Tumblr recently announced that it would begin to remove blogs supporting anorexia or other forms of self-harm in an effort to combat "thinspiration" culture on the internet. It was a bold move from a company who had built its business on allowing people to write blogs about whatever they want, and the Tumblr user base is, as expected, divided.

The move comes not too long after another formerly wide-open internet community, Reddit, chose to begin self moderating to eliminate child pornography from its website. There's no question about what these moves are saying: websites that used to be unquestionable platforms are free speech are realizing that they may have a moral responsibility to not make the world a worse place. For the philosophical internet defender, moves like this are anathema to the very basic idea of a free and open internet.

For the more reasonable person, however, these moves are laudable moral imperatives. These companies have taken a measure of responsibility over the impact they have in the world, and they've chosen to make an effort to tackle the dark sides of the internet that they've enabled with their websites. They're realizing that you can talk about freedom of speech all you want, but at the end of the day running a website that supports anorexia or child pornography is like renting a house to a drug dealer and promising to look the other way.

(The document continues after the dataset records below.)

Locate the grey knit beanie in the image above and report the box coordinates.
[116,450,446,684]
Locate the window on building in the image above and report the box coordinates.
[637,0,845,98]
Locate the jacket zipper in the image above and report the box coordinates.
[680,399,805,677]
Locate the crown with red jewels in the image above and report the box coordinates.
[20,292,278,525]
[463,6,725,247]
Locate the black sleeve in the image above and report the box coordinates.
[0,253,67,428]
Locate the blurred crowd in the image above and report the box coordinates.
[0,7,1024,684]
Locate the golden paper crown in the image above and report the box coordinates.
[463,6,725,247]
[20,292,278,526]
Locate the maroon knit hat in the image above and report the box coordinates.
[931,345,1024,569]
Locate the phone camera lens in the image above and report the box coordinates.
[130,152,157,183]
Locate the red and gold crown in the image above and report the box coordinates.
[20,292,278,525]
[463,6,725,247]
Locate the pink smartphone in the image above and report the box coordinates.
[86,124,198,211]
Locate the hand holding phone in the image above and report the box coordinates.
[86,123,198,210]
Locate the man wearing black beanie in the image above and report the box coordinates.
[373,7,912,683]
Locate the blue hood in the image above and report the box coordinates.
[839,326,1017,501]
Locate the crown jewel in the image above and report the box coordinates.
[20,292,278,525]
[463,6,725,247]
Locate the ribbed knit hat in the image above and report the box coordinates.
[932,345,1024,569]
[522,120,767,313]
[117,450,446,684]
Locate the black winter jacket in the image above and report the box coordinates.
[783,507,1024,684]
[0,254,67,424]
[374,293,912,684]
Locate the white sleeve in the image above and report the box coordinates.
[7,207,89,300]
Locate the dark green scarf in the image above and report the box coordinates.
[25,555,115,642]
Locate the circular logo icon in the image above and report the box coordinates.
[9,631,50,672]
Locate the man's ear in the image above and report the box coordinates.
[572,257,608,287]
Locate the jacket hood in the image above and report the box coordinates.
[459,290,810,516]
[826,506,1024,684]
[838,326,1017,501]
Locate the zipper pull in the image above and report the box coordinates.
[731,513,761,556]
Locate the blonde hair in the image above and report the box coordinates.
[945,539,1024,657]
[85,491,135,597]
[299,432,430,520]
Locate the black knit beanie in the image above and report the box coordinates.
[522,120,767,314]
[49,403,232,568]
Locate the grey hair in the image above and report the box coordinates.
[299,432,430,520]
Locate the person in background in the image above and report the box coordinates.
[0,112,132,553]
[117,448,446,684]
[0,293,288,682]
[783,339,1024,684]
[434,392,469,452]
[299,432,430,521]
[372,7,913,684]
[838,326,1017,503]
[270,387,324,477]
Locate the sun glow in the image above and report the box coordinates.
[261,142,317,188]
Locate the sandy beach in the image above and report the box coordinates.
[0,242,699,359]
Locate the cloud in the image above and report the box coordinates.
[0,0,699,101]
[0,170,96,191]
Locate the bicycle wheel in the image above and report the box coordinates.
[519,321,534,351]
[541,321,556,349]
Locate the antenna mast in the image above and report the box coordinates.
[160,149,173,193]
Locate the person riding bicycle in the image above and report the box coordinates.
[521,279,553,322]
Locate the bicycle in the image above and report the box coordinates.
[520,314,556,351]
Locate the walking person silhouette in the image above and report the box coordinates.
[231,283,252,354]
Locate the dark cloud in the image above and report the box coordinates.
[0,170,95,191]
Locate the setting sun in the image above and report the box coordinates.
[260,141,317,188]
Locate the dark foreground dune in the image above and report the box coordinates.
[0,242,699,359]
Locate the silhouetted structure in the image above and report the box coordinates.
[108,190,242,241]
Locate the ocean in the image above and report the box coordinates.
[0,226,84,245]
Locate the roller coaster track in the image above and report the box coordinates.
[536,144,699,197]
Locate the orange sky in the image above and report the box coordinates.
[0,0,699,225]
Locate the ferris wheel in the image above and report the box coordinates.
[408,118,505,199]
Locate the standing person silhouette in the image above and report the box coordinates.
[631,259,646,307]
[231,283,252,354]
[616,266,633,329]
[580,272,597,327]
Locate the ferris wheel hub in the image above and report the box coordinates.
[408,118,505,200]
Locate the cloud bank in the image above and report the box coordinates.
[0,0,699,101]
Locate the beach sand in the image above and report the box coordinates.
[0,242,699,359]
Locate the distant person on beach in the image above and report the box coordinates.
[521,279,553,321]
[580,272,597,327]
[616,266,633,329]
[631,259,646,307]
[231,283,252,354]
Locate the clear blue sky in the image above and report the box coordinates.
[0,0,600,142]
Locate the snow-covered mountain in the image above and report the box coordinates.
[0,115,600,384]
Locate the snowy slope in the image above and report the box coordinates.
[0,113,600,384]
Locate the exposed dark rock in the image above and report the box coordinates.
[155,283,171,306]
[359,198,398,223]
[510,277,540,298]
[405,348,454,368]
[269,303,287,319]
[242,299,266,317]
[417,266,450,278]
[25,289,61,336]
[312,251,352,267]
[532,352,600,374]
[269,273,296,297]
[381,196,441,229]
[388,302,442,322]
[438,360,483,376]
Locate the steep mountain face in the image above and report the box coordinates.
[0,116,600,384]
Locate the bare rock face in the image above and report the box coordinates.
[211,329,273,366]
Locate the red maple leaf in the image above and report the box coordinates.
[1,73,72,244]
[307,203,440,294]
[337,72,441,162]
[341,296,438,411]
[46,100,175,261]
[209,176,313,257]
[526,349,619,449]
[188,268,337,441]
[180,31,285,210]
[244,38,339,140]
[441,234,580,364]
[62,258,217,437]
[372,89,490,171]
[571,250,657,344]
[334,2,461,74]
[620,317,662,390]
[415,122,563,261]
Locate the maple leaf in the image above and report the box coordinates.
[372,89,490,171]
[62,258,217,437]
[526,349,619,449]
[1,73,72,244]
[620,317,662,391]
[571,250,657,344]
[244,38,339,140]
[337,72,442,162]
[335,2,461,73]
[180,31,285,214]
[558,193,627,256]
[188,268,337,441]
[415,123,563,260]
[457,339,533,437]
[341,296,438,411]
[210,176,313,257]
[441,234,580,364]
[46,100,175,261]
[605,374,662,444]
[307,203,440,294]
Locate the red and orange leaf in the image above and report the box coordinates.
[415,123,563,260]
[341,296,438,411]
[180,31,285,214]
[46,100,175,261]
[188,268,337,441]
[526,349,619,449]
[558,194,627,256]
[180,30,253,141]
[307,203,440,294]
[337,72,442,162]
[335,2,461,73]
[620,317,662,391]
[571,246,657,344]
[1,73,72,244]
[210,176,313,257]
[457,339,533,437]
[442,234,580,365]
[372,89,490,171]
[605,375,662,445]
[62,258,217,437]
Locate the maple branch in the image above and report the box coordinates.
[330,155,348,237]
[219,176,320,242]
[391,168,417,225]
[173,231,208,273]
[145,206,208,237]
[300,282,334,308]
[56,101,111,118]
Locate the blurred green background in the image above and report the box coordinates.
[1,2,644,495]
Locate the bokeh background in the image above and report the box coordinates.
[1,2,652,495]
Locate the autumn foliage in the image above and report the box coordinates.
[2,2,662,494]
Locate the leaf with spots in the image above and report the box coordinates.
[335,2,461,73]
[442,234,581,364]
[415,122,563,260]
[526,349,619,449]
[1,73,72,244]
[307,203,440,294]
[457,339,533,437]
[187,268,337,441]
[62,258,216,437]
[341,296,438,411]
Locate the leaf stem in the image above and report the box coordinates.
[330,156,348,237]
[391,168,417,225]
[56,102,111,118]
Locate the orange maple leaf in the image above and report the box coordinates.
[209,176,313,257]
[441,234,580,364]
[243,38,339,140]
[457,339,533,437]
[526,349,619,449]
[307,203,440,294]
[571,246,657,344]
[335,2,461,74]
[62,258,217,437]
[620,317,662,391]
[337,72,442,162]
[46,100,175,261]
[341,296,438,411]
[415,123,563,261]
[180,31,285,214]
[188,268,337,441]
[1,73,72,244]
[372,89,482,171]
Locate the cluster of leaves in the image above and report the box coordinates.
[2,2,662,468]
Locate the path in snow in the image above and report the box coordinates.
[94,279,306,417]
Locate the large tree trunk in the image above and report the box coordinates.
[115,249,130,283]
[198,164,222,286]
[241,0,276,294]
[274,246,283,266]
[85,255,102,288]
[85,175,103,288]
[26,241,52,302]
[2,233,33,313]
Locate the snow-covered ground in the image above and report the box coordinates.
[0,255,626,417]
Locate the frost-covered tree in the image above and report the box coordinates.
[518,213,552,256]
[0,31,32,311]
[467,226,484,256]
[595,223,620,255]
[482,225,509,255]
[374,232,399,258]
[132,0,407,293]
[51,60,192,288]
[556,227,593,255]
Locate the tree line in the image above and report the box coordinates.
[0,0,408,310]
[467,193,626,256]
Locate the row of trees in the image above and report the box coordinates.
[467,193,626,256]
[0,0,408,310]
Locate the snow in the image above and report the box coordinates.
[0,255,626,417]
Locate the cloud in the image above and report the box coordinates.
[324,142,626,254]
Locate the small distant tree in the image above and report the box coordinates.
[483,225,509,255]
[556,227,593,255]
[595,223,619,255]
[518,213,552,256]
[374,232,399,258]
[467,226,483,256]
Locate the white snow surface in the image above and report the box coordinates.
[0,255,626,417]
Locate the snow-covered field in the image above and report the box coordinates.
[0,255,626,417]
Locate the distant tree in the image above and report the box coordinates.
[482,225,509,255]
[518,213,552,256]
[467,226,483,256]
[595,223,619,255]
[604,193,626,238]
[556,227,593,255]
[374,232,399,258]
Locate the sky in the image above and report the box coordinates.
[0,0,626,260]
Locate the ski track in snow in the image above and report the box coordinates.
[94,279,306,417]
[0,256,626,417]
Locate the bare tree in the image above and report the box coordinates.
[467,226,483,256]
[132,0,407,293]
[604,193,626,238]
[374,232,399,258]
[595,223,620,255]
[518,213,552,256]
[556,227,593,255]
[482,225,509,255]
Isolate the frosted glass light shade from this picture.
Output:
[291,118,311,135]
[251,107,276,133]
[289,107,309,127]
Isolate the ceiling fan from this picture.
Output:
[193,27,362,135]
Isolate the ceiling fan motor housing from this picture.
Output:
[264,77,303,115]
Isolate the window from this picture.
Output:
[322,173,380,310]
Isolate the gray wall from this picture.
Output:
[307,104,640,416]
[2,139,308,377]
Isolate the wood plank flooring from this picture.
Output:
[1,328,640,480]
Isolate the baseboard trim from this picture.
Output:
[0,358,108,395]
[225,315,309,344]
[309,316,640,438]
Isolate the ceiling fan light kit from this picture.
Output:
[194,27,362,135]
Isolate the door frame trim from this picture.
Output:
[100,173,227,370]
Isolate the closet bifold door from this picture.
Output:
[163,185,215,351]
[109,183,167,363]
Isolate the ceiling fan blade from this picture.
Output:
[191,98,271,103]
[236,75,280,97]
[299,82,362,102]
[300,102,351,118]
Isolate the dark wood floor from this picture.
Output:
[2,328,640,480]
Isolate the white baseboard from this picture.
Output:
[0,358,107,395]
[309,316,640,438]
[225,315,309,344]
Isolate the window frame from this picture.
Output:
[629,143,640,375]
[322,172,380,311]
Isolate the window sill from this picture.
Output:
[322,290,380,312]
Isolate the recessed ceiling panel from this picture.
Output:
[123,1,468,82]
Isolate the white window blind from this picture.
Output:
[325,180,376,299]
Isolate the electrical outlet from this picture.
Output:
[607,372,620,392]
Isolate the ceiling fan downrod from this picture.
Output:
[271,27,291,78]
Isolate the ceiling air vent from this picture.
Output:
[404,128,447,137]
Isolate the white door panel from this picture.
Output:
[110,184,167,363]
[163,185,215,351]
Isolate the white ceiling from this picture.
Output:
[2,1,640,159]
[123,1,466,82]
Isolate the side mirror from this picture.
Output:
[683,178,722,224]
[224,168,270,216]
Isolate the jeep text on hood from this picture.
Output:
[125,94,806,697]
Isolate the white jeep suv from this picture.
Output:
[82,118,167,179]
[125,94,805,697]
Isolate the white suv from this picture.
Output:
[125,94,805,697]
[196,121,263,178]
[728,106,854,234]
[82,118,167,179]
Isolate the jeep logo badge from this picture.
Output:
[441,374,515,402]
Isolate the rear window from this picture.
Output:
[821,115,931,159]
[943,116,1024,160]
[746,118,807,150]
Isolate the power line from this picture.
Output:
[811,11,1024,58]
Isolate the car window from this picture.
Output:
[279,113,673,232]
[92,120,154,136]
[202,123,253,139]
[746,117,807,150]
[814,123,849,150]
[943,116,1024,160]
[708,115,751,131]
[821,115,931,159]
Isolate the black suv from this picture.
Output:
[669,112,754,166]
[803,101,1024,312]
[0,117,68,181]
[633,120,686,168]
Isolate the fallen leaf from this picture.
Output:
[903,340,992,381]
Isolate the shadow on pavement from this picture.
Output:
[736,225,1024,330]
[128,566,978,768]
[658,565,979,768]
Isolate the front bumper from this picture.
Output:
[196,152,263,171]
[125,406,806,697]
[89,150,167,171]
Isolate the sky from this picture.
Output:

The internet is developing forms of social contracts, and that's a good thing. In an Anderson Cooper story on child pornography and Reddit that seemed to spur the company's decision, Cooper quotes Reddit general manager Erik Martin:

We’re a free speech site and the cost of that is there’s offensive stuff on there … Once we start taking down some things we find offensive, then we’re no longer a free speech site and no longer a platform for everyone. We’re exerting editorial control and that’s not what we are.

It sounds high and noble. But as it seems like Reddit quickly realized, it wasn't. As people with a choice to either support or oppose child pornography , the Reddit management realized that it was indefensible not to do the latter.

Like the old Voltaire quote goes: "I may not agree with what you have to say, but I'll defend to the death your right to say it. Just don't expect me to retweet it or host it on my website."